The previous term is read until the closing bracket comes:
[\}].

This is my naive thinking, but it seems the thought process is easier than the actual implementation.

radoulov · June 25, 2013, 9:29am

Something like this:

IFS=\$ read -a words <<< "$line" 
regex='^(\{[^}]+})'
for e in "${words[@]}"; do
    if [[ $e =~ $regex ]]; then    
        echo "\$${BASH_REMATCH[0]}";
    fi;
done

You said that you can't use Perl

% perl -le'print join $/, shift =~ /\${.*?}/g' 'aaaa$}aaa${important}xxxxxxxx${important2}oo{o$}oo$oo${importantstring3}'
${important}
${important2}
${importantstring3}
% perl -le'print join $/, shift =~ /\${.*?}/g' 'aaaa$aa{yyy}aaaaaa${important}xxxx'
${important}

Grunspanix · June 25, 2013, 1:36pm

Damn, thanks again!
This works perfectly, although in this case I initially wasn't sure why it worked. But now I realize: you use the first as anchor character "^" to define, that at the beginning of the line the following expression in '(...)' must follow. I was confused initially as the grymoire docs described the anchor to be used "on the beginning of a line" - and then I wasn't sure where the "line" was in this case. Was it the original "$line" or the splitted parts of the line? Obviously in this case every splitted part is its own "line". Thats why it works. Eventually I understood

Regarding Perl: yeah, there was the choice between perl or bash scripts and then the thought came "use something which is always available and more down-to-earth" - and the decision fell to default shell scripts.

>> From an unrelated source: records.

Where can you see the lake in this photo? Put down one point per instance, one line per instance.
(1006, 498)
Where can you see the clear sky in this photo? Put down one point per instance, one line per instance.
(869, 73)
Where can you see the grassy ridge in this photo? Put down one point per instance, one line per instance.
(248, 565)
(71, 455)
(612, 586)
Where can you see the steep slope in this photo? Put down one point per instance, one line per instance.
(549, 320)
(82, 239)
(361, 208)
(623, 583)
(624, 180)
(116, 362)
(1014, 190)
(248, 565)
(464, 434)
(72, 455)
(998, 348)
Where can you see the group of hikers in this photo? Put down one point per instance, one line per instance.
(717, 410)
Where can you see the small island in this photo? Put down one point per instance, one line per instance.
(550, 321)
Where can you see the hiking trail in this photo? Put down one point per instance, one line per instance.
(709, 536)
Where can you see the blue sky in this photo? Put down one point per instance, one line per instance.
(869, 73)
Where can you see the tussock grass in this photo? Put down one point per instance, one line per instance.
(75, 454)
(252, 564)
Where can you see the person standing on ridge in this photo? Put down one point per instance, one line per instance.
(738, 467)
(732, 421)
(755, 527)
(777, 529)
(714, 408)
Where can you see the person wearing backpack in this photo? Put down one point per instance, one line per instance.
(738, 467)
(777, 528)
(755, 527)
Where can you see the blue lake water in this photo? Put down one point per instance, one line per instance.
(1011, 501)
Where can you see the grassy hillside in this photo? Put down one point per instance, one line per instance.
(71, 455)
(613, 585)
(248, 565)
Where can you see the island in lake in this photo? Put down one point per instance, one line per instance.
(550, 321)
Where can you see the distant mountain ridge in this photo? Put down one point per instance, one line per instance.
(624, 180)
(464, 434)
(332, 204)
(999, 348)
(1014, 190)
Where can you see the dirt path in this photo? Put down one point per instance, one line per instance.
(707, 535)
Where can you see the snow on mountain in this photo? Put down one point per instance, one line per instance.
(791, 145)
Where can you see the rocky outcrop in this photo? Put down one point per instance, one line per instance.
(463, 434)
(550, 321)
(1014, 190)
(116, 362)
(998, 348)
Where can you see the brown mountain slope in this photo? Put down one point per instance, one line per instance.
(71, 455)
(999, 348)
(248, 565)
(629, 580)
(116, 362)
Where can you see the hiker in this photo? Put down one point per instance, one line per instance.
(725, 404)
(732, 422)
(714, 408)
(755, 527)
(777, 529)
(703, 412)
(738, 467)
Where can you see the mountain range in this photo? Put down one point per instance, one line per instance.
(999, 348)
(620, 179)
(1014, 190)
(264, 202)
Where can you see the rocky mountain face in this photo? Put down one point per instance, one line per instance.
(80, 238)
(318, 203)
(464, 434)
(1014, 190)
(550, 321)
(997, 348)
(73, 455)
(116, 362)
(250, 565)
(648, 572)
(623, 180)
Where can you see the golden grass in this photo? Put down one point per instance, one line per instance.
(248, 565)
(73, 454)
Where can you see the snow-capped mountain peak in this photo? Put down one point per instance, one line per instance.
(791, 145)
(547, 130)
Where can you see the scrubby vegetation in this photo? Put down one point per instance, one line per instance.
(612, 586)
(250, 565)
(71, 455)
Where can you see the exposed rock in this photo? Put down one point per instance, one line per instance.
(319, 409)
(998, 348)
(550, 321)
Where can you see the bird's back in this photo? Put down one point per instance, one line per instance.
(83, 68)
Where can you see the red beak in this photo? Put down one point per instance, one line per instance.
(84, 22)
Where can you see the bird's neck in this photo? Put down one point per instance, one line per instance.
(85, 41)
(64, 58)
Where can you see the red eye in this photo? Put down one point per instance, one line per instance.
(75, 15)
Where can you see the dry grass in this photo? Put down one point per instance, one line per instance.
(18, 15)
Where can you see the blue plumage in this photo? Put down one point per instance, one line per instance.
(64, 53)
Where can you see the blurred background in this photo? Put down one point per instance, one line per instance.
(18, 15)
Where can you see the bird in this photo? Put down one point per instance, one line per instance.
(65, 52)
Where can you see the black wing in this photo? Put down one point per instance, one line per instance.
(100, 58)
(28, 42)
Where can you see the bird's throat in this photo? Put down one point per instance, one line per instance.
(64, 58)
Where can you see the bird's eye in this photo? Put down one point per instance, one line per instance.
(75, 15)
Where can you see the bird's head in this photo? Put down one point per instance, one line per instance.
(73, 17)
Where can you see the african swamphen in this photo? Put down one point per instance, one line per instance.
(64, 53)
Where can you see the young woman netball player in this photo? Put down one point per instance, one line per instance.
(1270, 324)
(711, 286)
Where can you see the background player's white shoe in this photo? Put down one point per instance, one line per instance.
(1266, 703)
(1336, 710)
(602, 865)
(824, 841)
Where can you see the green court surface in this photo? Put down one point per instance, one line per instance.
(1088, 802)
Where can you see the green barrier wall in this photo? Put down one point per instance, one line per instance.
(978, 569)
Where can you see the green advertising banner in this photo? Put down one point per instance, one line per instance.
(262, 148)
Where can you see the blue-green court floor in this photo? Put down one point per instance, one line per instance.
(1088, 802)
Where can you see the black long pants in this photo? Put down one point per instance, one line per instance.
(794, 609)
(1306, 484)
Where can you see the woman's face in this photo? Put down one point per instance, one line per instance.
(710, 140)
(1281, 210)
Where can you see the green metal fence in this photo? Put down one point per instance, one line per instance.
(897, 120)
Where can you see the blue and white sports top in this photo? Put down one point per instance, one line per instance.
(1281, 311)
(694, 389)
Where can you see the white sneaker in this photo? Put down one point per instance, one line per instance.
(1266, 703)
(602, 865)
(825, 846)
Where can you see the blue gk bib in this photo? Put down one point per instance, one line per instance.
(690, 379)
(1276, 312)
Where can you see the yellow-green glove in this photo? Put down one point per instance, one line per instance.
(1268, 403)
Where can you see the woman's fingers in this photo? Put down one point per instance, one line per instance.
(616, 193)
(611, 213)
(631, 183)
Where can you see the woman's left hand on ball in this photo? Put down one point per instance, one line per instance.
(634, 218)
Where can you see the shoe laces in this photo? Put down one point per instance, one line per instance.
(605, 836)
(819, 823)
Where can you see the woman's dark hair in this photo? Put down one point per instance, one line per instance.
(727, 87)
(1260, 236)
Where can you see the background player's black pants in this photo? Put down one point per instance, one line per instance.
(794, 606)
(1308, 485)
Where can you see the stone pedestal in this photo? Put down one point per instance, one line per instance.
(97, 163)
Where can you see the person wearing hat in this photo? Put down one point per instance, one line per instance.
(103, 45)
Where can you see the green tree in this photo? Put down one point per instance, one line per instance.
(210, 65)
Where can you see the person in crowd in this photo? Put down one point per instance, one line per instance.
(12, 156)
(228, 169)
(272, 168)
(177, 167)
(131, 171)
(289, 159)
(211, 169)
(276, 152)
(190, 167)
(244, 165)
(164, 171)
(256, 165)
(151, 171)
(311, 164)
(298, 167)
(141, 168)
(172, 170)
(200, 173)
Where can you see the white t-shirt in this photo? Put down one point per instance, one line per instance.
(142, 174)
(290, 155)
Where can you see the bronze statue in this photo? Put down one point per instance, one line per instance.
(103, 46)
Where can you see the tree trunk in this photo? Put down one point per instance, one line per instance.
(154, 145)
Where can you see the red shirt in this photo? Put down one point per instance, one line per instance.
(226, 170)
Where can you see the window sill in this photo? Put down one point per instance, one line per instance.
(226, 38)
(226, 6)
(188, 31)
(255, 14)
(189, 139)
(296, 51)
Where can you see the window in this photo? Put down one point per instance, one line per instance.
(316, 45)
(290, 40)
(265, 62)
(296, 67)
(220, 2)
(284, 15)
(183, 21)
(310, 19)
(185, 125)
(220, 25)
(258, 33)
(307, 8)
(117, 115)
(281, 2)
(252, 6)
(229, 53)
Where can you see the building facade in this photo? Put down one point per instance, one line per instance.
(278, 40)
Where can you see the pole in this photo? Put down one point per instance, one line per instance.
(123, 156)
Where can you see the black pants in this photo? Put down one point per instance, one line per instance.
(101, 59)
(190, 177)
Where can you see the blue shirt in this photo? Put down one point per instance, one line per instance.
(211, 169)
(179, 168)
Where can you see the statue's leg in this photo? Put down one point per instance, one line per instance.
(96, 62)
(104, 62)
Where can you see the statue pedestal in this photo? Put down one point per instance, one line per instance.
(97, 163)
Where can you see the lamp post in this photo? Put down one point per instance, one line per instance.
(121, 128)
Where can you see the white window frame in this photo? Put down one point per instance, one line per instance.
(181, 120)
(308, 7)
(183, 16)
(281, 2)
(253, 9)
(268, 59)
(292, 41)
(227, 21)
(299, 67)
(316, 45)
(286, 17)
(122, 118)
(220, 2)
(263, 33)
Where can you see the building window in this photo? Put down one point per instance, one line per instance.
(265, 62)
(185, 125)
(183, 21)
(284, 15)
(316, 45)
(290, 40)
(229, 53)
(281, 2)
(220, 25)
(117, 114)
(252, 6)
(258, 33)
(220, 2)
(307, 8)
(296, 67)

While it is an interesting learning experience I have previously used some perl and it was way more comfortable. I am not sure the pure shellscripting decision was right after all, especially seeing that perl is installed on most unix machines anyways...sigh, but what can you do.

radoulov · June 25, 2013, 3:14pm

Correct, perhaps "the beginning of the string" would be more appropriate.

That's OK, actually. I almost always use only pure shell scripting too, but Perl makes the string manipulation really, really easy.
Moreover, Perl is often available even where bash is not (an old HP-UX springs to mind :)).